Flood Risk Assessment Case Study
This case study explores the development of an assurance case for an AI system that predicts flood risk to support emergency planning and property insurance decisions.
Background
Flooding causes significant economic damage and human suffering. Accurate flood risk assessment is essential for urban planning, emergency response, and insurance pricing.
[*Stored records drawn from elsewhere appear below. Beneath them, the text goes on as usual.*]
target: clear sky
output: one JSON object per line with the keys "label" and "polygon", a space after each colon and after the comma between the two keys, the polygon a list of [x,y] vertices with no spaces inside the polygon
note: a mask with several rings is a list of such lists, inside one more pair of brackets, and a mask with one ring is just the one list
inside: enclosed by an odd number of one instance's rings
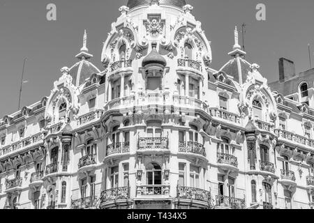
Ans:
{"label": "clear sky", "polygon": [[[234,29],[247,24],[247,60],[260,66],[269,82],[278,79],[278,61],[286,57],[297,72],[309,68],[308,43],[314,65],[313,0],[186,0],[212,42],[211,67],[229,59]],[[46,20],[48,3],[57,6],[57,21]],[[266,5],[267,21],[255,19],[256,5]],[[22,107],[49,96],[60,69],[70,67],[82,47],[84,29],[93,63],[101,70],[103,43],[126,0],[0,0],[0,117],[17,109],[24,57],[28,58]],[[240,33],[241,34],[241,33]]]}

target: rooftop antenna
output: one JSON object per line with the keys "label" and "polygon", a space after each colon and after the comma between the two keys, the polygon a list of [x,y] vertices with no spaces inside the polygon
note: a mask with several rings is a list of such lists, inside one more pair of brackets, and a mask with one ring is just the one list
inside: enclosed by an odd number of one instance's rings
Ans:
{"label": "rooftop antenna", "polygon": [[246,51],[246,48],[244,47],[244,34],[246,33],[246,24],[244,23],[242,24],[242,49],[243,51]]}
{"label": "rooftop antenna", "polygon": [[311,45],[308,43],[308,59],[310,59],[310,69],[312,68],[312,61],[311,60]]}
{"label": "rooftop antenna", "polygon": [[24,72],[25,70],[25,64],[26,64],[26,61],[27,61],[27,58],[25,58],[24,59],[23,70],[22,72],[21,87],[20,89],[20,97],[19,97],[19,107],[18,107],[18,110],[17,111],[20,111],[20,109],[21,109],[21,97],[22,97],[22,90],[23,84],[27,82],[26,81],[24,81]]}

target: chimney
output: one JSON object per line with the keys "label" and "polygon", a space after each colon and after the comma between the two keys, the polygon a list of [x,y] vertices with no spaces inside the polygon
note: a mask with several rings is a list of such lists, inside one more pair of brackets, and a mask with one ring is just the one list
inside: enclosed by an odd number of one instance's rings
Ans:
{"label": "chimney", "polygon": [[279,59],[279,81],[284,82],[294,76],[294,63],[285,58],[281,58]]}

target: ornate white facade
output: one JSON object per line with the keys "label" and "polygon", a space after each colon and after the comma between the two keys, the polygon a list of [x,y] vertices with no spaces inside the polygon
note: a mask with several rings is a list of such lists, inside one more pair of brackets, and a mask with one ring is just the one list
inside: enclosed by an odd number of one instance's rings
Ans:
{"label": "ornate white facade", "polygon": [[269,88],[237,28],[211,68],[193,9],[130,0],[103,71],[85,33],[50,95],[0,120],[0,208],[314,206],[313,107]]}

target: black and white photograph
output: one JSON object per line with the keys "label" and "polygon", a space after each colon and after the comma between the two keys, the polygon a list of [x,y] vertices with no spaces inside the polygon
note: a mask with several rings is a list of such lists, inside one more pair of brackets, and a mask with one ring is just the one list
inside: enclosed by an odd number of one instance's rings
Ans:
{"label": "black and white photograph", "polygon": [[314,209],[313,10],[0,0],[0,209]]}

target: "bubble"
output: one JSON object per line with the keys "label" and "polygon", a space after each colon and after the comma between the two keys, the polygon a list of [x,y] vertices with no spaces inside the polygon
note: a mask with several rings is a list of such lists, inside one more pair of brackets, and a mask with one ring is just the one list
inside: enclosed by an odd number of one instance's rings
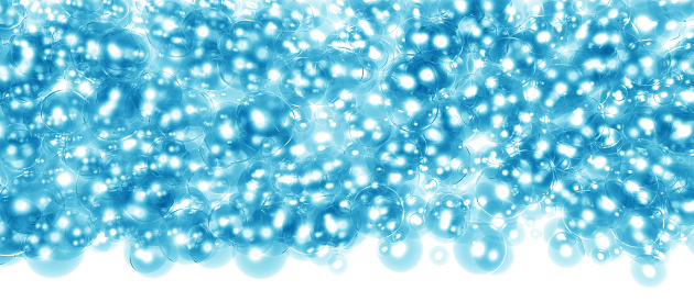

AI systems can integrate multiple data sources to improve prediction accuracy.
The System
The hypothetical system in this case study:
- Integrates weather forecasts, terrain data, and historical flood records
- Predicts flood probability for specific locations and timeframes
- Generates risk maps for planning and emergency response
- Provides real-time alerts during flood events
Assurance Goals
The primary assurance goal for this system might be:
“The AI-powered flood risk assessment system provides reliable and equitable predictions for use in emergency planning and insurance decisions.”
Key Considerations
Reliability
- Prediction accuracy across different flood types
- Performance under novel weather patterns
- System availability during critical periods
Equity
- Fair treatment of different communities
- Consideration of socioeconomic factors
- Accessibility of risk information
Transparency
- Communication of uncertainty in predictions
- Explainability for planning decisions
- Public access to methodology
Accountability
- Responsibility for incorrect predictions
- Update processes when predictions fail
- Stakeholder engagement in system development
Discussion Questions
- How should the system communicate uncertainty in flood predictions?
- What measures would ensure the system doesn’t disadvantage vulnerable communities?
- How would you validate the system’s predictions for rare, extreme events?
- What role should affected communities play in the assurance process?